Dossier non géolocalisé

Localisation
  • Aire d'étude et canton Mantes-la-Jolie
  • Commune Mantes-la-Jolie
  • Adresse
  • Cadastre
  • Dénominations
    quartier

L'histoire de Gassicourt a longtemps été celle d'un village dédié à l'agriculture. Comme son territoire était très vaste elle a attiré le chemin de fer avec la gare Mantes-Embranchement puis la papeterie Braunstein. La commune de Gassicourt a fusionné avec Mantes en 1930 et la nouvelle commune s'est appelée Mantes-Gassicourt jusqu'en 1953 où elle est devenue Mantes-la-Jolie.

Le village de Gassicourt, placé au cœur d’un vaste territoire entre la ville de Mantes et la seigneurie de Rosny, longé par la Seine au nord et traversé par le « grand chemin » devenu « route royale » a dû subir tous les malheurs et les troubles du Moyen-Âge. Les sources mentionnent la fondation par le comte de Mantes, Simon, d’un prieuré clunisien placé sous le vocable de Saint-Sulpice vers 1074. Les nombreuses donations qui suivent cette fondation sont le fait des comtes de Mantes, de la famille des Mauvoisin, seigneurs de Rosny et aussi des rois de France, Philippe 1er et Louis VI . En 1295, Gassicourt fut, comme douze autres monastères clunisiens, transformé en doyenné. Si les mots ont leur importance, il n’est pas certain que ce changement soit fondamental, des études ayant montré que la distinction entre les mots « doyennés », « prieurés conventuels », « prieuré ruraux » était « fallacieuse » . Le terme de doyenné atteste cependant que Gassicourt est à la tête d’un « réseau de biens (terres, église, moulins,) organisés autour d’un centre » . Placé à l’ouest de Mantes, le monastère subit probablement les mêmes ravages que la ville, notamment pendant la guerre de Cent Ans. Toutefois, il se releva de ces malheurs et conservait encore une communauté significative comme l’attestent les 32 stalles installées au début du XVIe siècle. Le prieuré possédait un domaine qu’il faisait exploiter par un fermier : la ferme de Gassicourt connue par des documents des XVIIe et XVIIIe siècles. On en voit la mention sur le plan de la fin du XVIIIe siècle conservé aux Archives nationales : entrée de la cour de la ferme à l’ouest du prieuré. On sait qu’elle comportait des pressoirs, un fouloir des granges, étables, bergeries, celliers. Une « volière à pigeons » surmontait une des granges. Le faible nombre de moines explique la décision prise par l’abbaye mère de vendre le prieuré en 1738 et d’envoyer les moines au collège de Cluny à Paris.
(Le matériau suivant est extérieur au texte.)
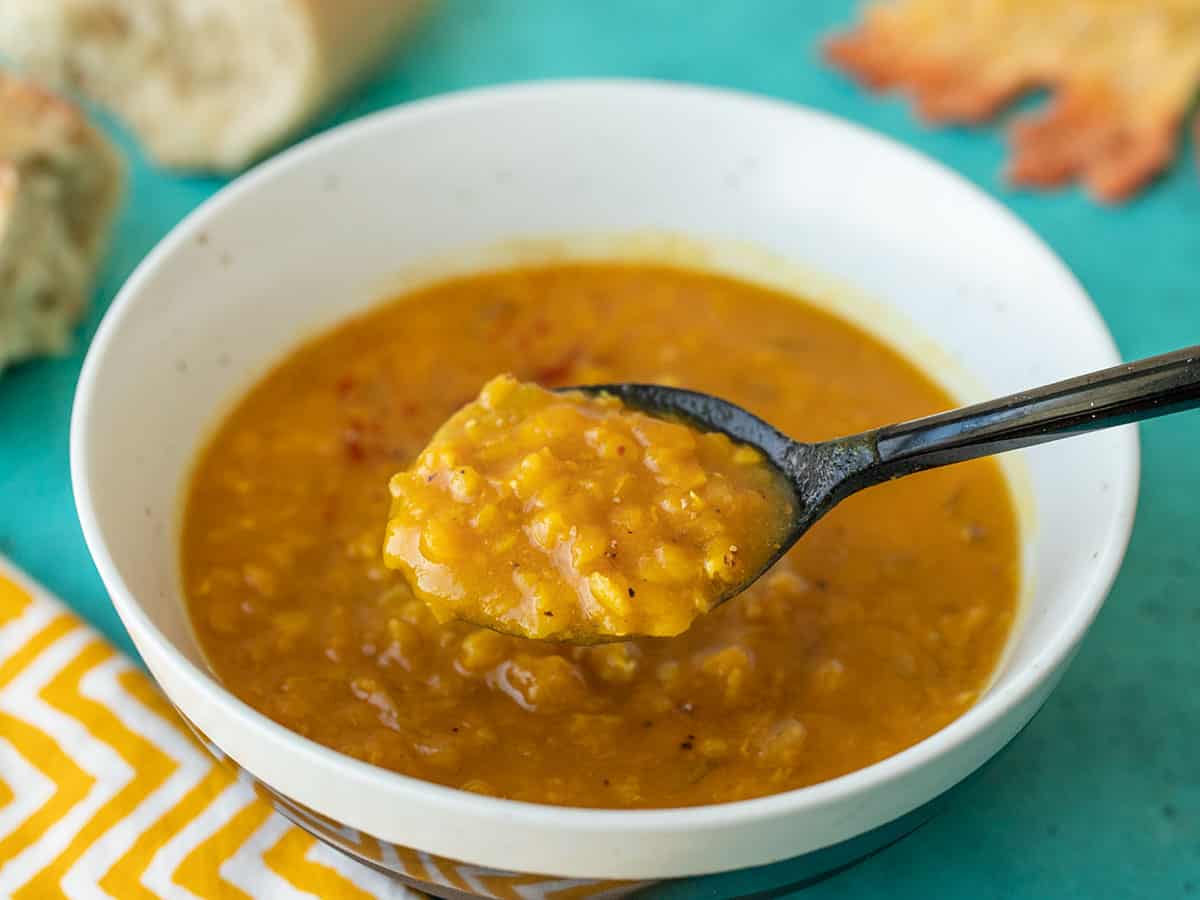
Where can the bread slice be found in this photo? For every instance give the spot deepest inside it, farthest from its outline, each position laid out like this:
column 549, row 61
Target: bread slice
column 60, row 181
column 205, row 84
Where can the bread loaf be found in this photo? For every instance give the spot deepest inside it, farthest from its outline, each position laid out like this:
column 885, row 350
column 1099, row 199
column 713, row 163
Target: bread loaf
column 59, row 185
column 205, row 84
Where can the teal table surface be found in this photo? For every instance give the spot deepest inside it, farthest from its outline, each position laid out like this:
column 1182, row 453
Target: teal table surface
column 1101, row 796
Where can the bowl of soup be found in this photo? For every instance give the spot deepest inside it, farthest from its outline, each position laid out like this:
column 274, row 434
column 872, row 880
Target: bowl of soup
column 289, row 349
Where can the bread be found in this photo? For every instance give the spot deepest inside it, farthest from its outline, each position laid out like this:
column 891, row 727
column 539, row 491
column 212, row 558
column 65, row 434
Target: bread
column 205, row 84
column 60, row 181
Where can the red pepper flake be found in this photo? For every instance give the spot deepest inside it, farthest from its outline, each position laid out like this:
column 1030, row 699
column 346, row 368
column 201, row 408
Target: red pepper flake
column 352, row 442
column 559, row 370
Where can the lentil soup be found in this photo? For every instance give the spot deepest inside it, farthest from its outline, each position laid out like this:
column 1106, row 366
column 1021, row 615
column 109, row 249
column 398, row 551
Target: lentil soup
column 879, row 628
column 567, row 516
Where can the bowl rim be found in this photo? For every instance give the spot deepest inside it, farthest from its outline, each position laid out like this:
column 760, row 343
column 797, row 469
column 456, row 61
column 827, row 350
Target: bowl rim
column 993, row 706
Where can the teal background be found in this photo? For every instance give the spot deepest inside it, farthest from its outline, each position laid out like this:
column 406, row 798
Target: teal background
column 1101, row 796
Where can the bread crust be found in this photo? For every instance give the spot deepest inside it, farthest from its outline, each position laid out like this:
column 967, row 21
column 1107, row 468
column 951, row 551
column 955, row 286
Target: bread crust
column 205, row 84
column 60, row 183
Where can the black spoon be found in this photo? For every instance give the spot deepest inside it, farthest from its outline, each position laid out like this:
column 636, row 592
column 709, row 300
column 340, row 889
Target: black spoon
column 821, row 475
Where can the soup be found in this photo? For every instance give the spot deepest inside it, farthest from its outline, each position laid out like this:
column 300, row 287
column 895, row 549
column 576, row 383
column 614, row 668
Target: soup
column 569, row 516
column 879, row 628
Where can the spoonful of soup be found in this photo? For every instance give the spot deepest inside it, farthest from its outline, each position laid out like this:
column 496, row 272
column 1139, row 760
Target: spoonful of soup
column 605, row 511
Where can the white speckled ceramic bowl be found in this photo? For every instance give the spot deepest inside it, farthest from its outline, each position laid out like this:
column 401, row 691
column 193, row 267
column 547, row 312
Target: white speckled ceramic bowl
column 322, row 231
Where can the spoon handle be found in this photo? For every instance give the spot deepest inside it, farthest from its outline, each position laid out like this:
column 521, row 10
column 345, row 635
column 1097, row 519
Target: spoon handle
column 1115, row 396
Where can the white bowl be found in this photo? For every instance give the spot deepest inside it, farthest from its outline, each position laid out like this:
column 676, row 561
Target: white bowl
column 317, row 233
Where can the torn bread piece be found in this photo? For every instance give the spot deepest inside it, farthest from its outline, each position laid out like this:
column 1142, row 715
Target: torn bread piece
column 60, row 181
column 1121, row 75
column 205, row 84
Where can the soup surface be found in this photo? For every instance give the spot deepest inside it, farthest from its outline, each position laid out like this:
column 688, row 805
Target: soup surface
column 877, row 629
column 568, row 516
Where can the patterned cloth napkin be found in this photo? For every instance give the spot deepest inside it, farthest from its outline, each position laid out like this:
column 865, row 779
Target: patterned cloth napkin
column 105, row 793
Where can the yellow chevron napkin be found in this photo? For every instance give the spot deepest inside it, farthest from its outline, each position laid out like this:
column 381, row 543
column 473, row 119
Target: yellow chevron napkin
column 105, row 793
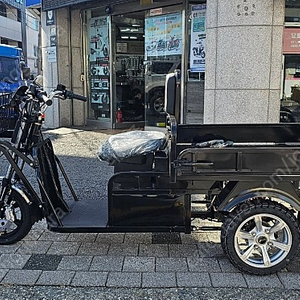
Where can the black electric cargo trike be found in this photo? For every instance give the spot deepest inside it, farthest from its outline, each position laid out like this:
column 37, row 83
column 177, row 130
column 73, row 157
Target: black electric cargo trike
column 245, row 176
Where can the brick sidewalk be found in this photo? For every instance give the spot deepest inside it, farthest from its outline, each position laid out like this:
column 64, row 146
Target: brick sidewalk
column 129, row 260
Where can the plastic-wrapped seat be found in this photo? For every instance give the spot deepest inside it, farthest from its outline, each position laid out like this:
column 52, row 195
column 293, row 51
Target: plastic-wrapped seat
column 134, row 147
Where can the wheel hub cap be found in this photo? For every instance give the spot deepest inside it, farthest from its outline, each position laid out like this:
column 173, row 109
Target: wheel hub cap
column 263, row 240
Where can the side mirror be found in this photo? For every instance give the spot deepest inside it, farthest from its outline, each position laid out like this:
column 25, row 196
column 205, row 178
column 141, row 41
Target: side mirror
column 25, row 73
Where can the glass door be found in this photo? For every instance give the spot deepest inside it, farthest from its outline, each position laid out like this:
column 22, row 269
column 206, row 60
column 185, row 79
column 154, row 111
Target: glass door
column 99, row 59
column 164, row 40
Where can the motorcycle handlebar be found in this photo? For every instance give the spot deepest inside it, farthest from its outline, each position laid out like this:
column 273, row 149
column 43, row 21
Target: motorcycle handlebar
column 42, row 97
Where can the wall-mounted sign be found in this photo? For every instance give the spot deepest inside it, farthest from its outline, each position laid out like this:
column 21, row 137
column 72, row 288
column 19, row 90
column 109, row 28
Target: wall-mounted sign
column 50, row 18
column 291, row 41
column 198, row 38
column 121, row 47
column 53, row 40
column 51, row 54
column 155, row 11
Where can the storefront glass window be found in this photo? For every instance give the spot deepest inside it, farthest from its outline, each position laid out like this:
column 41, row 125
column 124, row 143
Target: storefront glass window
column 98, row 39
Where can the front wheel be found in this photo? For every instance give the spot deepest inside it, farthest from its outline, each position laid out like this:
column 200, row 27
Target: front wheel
column 260, row 237
column 15, row 219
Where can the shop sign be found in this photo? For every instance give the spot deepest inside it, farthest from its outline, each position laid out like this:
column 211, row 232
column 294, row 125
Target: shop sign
column 51, row 54
column 53, row 40
column 198, row 38
column 291, row 41
column 155, row 11
column 50, row 18
column 163, row 35
column 121, row 47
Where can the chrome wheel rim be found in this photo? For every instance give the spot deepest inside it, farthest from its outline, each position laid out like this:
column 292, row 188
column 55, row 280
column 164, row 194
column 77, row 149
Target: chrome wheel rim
column 263, row 240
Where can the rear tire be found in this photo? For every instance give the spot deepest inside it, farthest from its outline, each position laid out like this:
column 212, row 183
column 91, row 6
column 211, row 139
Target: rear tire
column 260, row 237
column 15, row 220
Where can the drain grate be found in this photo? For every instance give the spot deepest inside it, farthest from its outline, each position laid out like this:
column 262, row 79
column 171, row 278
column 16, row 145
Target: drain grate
column 166, row 238
column 43, row 262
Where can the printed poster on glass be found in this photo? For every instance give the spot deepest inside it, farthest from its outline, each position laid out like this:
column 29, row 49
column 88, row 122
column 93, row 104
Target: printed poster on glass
column 163, row 35
column 198, row 37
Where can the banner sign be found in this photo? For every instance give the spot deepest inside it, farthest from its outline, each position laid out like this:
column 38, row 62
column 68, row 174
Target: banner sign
column 163, row 35
column 291, row 41
column 198, row 38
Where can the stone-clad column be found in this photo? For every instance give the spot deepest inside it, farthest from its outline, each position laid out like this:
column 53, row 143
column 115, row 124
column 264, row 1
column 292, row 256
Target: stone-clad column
column 244, row 59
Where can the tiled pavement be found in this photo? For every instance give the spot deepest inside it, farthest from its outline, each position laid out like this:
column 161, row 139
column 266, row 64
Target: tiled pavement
column 129, row 260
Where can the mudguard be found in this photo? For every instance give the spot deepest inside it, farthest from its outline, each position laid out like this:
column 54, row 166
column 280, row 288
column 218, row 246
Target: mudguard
column 285, row 193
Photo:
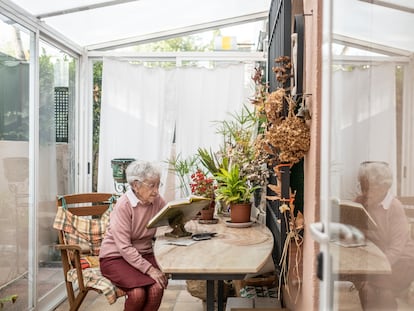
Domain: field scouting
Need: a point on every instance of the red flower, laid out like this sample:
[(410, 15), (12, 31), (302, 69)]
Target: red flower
[(202, 185)]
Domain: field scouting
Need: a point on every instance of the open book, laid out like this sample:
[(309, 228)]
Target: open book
[(181, 211), (353, 213)]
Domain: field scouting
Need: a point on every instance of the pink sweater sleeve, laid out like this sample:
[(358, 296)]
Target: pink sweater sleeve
[(127, 235)]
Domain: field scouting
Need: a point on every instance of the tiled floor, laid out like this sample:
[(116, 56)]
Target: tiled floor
[(176, 298)]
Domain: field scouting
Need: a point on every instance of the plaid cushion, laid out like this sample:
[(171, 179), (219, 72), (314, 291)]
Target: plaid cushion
[(86, 232), (92, 277)]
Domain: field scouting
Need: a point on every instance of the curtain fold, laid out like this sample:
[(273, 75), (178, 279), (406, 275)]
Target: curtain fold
[(141, 107), (365, 111)]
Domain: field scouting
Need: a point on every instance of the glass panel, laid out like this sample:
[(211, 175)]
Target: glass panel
[(371, 154), (14, 161), (56, 102)]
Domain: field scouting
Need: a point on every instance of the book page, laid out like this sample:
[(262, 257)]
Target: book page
[(187, 208), (353, 213)]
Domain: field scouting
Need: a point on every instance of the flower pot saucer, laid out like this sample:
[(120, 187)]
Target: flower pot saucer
[(208, 221), (238, 224)]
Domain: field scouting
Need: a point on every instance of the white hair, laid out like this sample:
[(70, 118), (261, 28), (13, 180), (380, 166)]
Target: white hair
[(141, 170)]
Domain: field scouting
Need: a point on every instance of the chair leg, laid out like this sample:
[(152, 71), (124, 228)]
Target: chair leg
[(78, 301)]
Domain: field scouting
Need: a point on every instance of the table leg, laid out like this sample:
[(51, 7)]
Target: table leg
[(210, 295), (220, 294)]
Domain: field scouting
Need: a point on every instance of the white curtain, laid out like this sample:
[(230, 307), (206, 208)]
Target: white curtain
[(140, 107), (407, 150), (363, 121)]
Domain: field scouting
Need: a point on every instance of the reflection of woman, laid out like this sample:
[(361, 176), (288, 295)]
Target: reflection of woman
[(391, 235), (126, 255)]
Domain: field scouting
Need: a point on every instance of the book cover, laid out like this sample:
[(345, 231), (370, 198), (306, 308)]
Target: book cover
[(184, 208), (354, 213)]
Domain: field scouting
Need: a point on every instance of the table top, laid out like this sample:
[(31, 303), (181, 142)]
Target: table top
[(230, 251), (358, 261)]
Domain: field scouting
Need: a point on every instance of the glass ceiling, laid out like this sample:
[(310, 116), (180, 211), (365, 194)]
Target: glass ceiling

L’acquéreur des terres et seigneurie de Gassicourt est un voisin, François de Sénozan, seigneur de Rosny. Il devient donc seigneur du village et propriétaire du prieuré à l’exception de l’ancienne maison du doyen qui reste celle de l’abbé de Montholon, doyen des lieux . A partir de cette date, le prieuré est donc devenu un établissement agricole.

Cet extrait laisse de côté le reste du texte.